Alex Luther went to great lengths—2,219 miles to be exact—to chase his grandfather’s waterskiing legacy.

Five years ago (2013), Alex Luther didn’t know how to waterski. But things change.

On July 5, 2018 the 36-year-old Australian grandson of world-record-setting waterskier Harry Luther successfully replicated his grandfather’s route along the Mediterranean coast from Tangiers, Morocco, to Pula, Croatia. The 10-day, 2,219-mile ski included stops at 22 ports in seven countries.

Harry discovered the sport in the 1960s, and from the beginning he was a natural. Nicknamed “Canguro” (Italian for kangaroo), he went on to win nearly every long-distance race he entered. Pulled behind his 17-foot Pride Fury that was fondly named Miss Pepsi (Harry was a delivery driver for Pepsi), in 1970 he skied 3,144 miles of the Mediterranean in 10 days as a “warm-up” for another race. Hardly a warm-up, it became the world record for marathon waterskiing.

Alex’s recreation of his grandfather’s journey was inspired by a family scrapbook documenting Harry’s love for the sport. Its pages brim with telegrams, newspaper articles and photos of Harry’s brief yet illustrious waterskiing career. “He kept it for a reason—he wanted to share it with people,” says Alex. But he never got the chance. Harry passed away in a cycling accident when Alex was just 7 years old.

Alex, who runs his own finance company, wanted to chase his grandfather’s legacy and tell his story. “Once I got the idea in my head, it just stuck and I didn’t let go,” he says. First, he had to overcome a minor hurdle: learning to waterski.

Surprisingly, he wasn’t worried about that part. “I was more worried about whether I was going to be able to last the distance,” he says. For seven—yes, seven—years he woke up every day and focused on some aspect of the goal, whether it was training in the frigid Sydney Harbour, coordinating logistics, mapping or planning the recon trip. “It’s been such a massive part of my life,” he says, with a hint of sadness now that it’s over.

His training came in handy when, on day four of the challenge, he encountered rough seas between Barcelona and Monaco. Swells reached 16 feet, testing him both physically and mentally. “I thought, I don’t know whether we’re going to be able to do this,” he says. He was being pulled behind an Axopar 37 Sun-Top with twin 300-hp Mercury Verados, and rough seas meant the boat was moving slower than planned and using more fuel.

After taking a brief break, he jumped up and screamed at the ocean, “I’ve got to get to Monaco!” For the next six hours, he pushed his body and mind beyond anything he thought possible.
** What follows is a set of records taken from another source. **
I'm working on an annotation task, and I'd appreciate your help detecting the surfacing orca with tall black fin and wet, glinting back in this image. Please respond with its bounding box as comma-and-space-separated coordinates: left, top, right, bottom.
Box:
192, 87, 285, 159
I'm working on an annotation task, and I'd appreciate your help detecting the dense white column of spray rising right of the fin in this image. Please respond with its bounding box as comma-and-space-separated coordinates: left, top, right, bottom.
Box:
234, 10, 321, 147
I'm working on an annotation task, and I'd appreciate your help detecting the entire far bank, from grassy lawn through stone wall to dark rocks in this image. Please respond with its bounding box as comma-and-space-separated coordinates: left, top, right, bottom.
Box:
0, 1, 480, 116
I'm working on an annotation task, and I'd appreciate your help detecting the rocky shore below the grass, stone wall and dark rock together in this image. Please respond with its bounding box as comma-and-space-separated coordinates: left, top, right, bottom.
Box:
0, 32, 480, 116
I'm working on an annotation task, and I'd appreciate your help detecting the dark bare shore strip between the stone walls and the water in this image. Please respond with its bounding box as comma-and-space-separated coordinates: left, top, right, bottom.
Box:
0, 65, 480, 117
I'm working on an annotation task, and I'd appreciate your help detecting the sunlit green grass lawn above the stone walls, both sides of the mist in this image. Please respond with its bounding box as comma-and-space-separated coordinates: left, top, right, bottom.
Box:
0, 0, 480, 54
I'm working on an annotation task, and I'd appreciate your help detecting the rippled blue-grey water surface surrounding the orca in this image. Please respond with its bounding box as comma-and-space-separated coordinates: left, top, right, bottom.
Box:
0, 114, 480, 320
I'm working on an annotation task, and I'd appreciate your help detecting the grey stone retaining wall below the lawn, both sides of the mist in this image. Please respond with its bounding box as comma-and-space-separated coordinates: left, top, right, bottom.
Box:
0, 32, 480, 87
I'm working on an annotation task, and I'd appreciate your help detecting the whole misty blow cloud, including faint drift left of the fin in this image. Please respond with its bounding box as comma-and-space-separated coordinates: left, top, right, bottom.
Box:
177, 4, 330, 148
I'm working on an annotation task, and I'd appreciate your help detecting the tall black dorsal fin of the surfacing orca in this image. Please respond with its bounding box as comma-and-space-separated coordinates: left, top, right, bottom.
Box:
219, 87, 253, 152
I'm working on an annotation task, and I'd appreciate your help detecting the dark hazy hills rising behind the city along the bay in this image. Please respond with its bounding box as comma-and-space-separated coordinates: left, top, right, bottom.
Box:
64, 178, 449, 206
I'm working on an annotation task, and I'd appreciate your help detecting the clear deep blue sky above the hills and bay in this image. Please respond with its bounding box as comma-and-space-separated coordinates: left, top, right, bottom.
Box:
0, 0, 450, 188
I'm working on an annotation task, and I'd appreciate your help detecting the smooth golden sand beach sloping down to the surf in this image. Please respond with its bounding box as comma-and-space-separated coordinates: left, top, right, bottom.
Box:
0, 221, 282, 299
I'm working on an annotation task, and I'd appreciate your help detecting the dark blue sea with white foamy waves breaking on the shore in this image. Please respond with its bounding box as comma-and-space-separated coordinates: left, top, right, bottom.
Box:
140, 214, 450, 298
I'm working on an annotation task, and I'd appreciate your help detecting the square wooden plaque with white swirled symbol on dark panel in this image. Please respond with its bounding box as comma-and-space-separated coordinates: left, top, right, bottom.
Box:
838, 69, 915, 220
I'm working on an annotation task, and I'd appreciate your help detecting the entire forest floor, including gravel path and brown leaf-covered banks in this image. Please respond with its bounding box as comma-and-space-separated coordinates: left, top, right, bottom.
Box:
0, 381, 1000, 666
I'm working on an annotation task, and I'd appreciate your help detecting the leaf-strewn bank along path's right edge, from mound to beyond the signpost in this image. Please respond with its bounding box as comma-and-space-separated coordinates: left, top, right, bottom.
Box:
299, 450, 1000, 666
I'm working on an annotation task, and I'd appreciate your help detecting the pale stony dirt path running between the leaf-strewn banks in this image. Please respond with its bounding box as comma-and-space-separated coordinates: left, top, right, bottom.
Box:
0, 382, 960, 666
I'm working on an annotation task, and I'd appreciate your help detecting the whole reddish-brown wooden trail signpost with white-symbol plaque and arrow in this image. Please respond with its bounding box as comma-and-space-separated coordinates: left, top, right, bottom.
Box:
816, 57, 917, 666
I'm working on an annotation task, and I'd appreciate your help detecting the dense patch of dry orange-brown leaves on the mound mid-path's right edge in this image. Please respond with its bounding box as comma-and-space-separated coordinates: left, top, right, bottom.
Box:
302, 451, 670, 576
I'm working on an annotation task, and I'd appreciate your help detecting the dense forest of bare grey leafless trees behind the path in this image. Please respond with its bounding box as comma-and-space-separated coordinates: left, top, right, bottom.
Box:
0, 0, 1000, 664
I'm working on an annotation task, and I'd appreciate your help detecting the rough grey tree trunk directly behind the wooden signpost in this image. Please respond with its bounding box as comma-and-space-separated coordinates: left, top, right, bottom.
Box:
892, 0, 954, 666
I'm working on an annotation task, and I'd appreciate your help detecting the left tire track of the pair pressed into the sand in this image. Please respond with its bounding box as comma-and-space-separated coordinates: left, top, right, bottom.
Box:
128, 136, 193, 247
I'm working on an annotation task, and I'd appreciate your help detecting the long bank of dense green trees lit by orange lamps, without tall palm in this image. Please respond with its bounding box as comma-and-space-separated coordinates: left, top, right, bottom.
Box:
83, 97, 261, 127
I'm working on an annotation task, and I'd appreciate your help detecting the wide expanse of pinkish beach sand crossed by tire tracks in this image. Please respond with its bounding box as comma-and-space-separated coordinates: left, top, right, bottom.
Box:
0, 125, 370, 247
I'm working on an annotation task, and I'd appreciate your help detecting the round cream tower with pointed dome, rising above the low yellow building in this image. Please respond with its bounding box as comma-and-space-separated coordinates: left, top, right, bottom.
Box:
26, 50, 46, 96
He logged 347 miles over the course of 11 hours that day.

The effort paid off: Upon arriving in Monaco, he was greeted by H.S.H. Prince Albert II. The Principality of Monaco had supported Alex’s journey from the start, just as it had his grandfather’s. With the Prince’s backing, Alex had secured sponsors Axopar and Mercury. “Everything fell into place for the right reasons with the right people at the right time,” he says.

After seven years of planning and 10 intense days on the water, Alex has mixed emotions now that the adventure is behind him. “I feel lost, but at the same time I feel ecstatic that I was able to accomplish something I set out to achieve so long ago,” he says. He plans to go for a social ski when he gets back home to Australia. “I’m a little bit bored now,” he laughs. “I’m not one that can sit still very easily.”

He hopes his journey will inspire others with lofty dreams. “Just go out there and try it,” he says. “Don’t ever let go of [your dream]. Keep going and keep going.”